Like any Louisiana dish, the origins of Gumbo Z’herbes are somewhat mythical. It’s association with the Lenten season and frequent omission of meats has contributed to the long held tradition that it was a Catholic nod to Good Friday fasting and abstinence. A kind of farewell to the flesh of a different sort meant to keep you honest with your Lenten sacrificing, and in the right dietary mindset ahead of Christianity’s most important holiday.

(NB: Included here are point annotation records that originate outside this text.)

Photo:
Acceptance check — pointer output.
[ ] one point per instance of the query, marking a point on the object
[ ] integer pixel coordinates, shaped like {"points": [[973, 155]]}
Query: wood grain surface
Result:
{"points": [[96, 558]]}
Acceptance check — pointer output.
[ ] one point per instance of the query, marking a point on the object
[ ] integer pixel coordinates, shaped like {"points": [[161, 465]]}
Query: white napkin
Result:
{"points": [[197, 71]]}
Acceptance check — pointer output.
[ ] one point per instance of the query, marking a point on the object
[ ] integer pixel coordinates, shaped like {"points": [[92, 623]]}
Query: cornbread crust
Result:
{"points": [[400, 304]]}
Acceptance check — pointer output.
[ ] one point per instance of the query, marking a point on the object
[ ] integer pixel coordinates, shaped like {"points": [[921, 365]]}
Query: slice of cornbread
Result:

Variations on the dish, however, lead to controversy on its cultural role. Frequently the hearty verdant flavors of green gumbo are buttressed by ham hocks, sausage, and pickled pork. Adherents to this variation maintain that green gumbo’s job is to prepare the faithful on Holy Thursday for a day’s worth of Good Friday fasting with a hearty and nutritious meal. Whichever way you cut it, it’s hard to separate any Louisiana dish with tradition, and the tradition of green gumbo is the Lenten season.
Sure to continue stirring up controversy in the making, green gumbo is perhaps the only “gumbo” that is served acceptably without roux. By many accounts what makes gumbo different than, say, chicken and okra soup, is its use of roux (a mixture of browned flour in oil) as a flavor base and thickening agent. Green gumbo, however, enjoys the moniker without roux as a required ingredient. To be sure and to make culinary definition that much more complicated, it’s not uncommon to find roux in a gumbo z’herbes, even if many don’t include it.

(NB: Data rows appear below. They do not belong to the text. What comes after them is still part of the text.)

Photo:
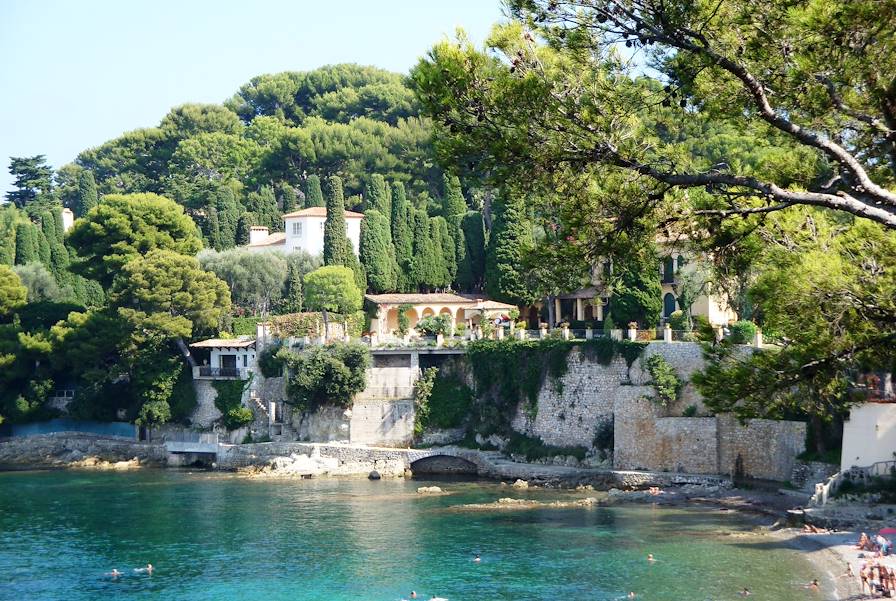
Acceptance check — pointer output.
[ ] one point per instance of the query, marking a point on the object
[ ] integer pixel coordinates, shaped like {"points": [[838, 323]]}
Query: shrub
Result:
{"points": [[229, 402], [742, 332], [325, 375], [434, 324], [664, 379]]}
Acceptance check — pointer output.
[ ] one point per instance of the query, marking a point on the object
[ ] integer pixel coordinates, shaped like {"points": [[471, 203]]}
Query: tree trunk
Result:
{"points": [[818, 430]]}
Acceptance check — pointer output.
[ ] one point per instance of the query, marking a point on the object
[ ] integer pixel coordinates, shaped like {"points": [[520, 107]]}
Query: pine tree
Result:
{"points": [[26, 244], [228, 209], [473, 229], [313, 195], [87, 194], [511, 235], [378, 253], [246, 221], [287, 196], [336, 246], [377, 195]]}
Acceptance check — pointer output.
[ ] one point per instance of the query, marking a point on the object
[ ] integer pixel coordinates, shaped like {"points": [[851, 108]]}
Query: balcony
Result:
{"points": [[220, 373]]}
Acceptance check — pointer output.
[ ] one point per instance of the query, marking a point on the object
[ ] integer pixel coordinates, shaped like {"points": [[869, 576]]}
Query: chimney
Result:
{"points": [[257, 233]]}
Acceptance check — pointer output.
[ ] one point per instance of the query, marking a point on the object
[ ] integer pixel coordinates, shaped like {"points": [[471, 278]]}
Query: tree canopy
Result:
{"points": [[124, 226]]}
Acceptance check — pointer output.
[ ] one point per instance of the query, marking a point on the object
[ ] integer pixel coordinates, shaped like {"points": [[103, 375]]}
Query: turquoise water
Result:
{"points": [[217, 536]]}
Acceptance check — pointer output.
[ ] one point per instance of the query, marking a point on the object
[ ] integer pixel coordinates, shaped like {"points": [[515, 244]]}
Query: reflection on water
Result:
{"points": [[217, 536]]}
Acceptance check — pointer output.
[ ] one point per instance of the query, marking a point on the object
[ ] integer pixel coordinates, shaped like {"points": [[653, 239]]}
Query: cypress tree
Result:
{"points": [[228, 210], [313, 195], [287, 197], [43, 246], [87, 194], [473, 229], [444, 247], [378, 253], [453, 204], [402, 234], [213, 229], [246, 221], [510, 237], [336, 245], [292, 294], [26, 244], [377, 195]]}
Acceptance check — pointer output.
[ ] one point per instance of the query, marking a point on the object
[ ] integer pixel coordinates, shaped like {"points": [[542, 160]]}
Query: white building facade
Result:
{"points": [[304, 230]]}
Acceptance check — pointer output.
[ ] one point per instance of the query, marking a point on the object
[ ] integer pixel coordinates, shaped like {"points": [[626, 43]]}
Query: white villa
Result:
{"points": [[303, 230]]}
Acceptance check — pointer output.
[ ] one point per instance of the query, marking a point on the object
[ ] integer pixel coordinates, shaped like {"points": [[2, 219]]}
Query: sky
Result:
{"points": [[74, 74]]}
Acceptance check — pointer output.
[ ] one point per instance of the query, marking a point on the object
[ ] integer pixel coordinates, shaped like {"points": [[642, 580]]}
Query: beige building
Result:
{"points": [[462, 309]]}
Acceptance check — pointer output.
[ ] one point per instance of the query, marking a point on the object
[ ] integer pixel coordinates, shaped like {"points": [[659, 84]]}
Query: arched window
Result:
{"points": [[668, 304]]}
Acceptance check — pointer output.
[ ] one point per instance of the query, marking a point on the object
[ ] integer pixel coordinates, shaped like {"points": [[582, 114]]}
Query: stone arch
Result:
{"points": [[443, 464], [668, 304]]}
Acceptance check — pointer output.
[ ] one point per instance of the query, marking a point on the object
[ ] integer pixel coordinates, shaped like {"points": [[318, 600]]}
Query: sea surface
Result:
{"points": [[219, 537]]}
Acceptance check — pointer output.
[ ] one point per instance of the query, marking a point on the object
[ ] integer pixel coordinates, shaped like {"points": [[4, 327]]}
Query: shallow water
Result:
{"points": [[218, 536]]}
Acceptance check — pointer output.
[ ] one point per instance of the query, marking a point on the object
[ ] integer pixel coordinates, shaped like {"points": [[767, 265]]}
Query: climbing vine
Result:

It begs the question, then, what makes a green gumbo a gumbo? While it is indeed served over rice like its extended gumbo family, that surely can’t be enough to call it gumbo. A purchase of chicken and rice soup at your grocery store should serve to rule rice out as the necessary condition. What makes green gumbo a gumbo is its laissez-faire, everyone-in-the-pot diversity of preparation. Gumbo, in general, as noted as early as 1885’s La Cuisine Creole is an effective vehicle for leftovers and scraps of all sources, be they flora or fauna. Green gumbo in particular participates in that tradition with a typical approach, if not with the typical ingredients. Why is green gumbo a gumbo if it breaks so many gumbo rules? In short, because Louisiana cooks make it, and because Louisiana cooks say so.